B R E S T . — L'incident de la revue du 14 juillet, à Brest, prend malheureusement de la gravité. Les conseillers municipaux avaient écrit au ministre de l'intérieur " qu'ils étaient résolus à donner leur démission s'ils n'obtenaient satisfaction de l'affront gratuitement infligé, dans cette circonstance, à la ville de Brest, en leurs personnes. " La Dépêche nous apprend que la réparation est arrivée mercredi sous la forme d'une lettre adressée par le ministre de la marine au ministre de l'intérieur. Mais cette lettre, qui contiendrait, paraît-il, plusieurs assertions erronées, n'a pas satisfait le conseil municipal de Brest.
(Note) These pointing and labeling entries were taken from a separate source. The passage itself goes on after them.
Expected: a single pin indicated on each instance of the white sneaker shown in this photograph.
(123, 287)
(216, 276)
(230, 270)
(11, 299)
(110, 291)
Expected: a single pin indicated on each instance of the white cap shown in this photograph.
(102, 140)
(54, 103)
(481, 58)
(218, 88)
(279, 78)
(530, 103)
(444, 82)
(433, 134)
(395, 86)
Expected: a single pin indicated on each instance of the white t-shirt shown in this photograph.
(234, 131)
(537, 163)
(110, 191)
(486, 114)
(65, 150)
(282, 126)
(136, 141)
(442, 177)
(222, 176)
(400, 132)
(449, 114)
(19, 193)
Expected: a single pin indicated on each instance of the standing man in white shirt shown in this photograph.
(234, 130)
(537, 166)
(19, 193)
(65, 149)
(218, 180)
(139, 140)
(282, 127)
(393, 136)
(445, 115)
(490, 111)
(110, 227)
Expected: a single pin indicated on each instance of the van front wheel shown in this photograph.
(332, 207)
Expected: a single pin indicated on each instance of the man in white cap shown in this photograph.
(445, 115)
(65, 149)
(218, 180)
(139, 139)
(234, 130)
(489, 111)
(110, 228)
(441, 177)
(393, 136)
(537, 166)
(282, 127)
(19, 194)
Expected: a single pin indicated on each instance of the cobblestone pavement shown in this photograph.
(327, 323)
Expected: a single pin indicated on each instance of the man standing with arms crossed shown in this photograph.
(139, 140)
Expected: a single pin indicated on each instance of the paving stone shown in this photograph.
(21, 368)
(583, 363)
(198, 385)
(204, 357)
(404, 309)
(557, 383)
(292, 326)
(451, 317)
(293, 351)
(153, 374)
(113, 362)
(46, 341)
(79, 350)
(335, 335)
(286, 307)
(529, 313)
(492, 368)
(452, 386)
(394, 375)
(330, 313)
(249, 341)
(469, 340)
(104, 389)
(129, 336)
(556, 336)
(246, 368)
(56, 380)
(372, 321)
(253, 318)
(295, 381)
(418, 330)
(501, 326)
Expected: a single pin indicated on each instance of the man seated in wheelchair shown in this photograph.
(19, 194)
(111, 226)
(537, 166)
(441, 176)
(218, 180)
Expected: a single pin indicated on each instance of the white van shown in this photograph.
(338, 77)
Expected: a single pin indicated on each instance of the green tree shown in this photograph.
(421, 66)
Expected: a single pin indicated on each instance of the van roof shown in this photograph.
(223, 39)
Il a jugé la réparation insuffisante et a, tout entier, donné sa démission.

Le Finistère du 03 août 1889


B R E S T. — Un incident s'était produit le 14 juillet 1889, à Brest, au moment de la revue des troupes. Pour le défilé, l'amiral Zédé ne s'étant pas placé en face de la tribune qu'occupaient le sous-préfet, le maire et les conseillers municipaux, ces derniers avaient jugé à propos de se sentir froissés et avaient vivement protesté. Le Conseil municipal a reçu communication d'une lettre adressée par le ministre de la marine au ministère de l'intérieur. Cette lettre fournissait des explications sur l'incident du 14 juillet et qualifiait cet incident de malentendu regrettable. Le Conseil municipal, jugeant la satisfaction insuffisante, a donné sa démission collective ! Il aurait fallu sans doute, pour les contenter, que le vice-amiral commandant en chef, l'un des plus hauts dignitaires de la marine, s'agenouillât devant les petits bonshommes qui se disputent de temps en temps au Conseil municipal !

Ces républicains sont d'une suffisance étonnante !

L'Union monarchiste du Finistère du 10 août 1889.Presse monarchiste.


B R E S T . — Le conflit qui s'était produit à la suite de l'incident du 14 Juillet, entre l'autorité civile et l'autorité maritime; a heureusement pris fin. Après avoir pris communication d'une lettre adressée par M. le vice-amiral, préfet maritime, commandant en chef, qui lui donne toute satisfaction, le conseil municipal de Brest a retiré sa démission.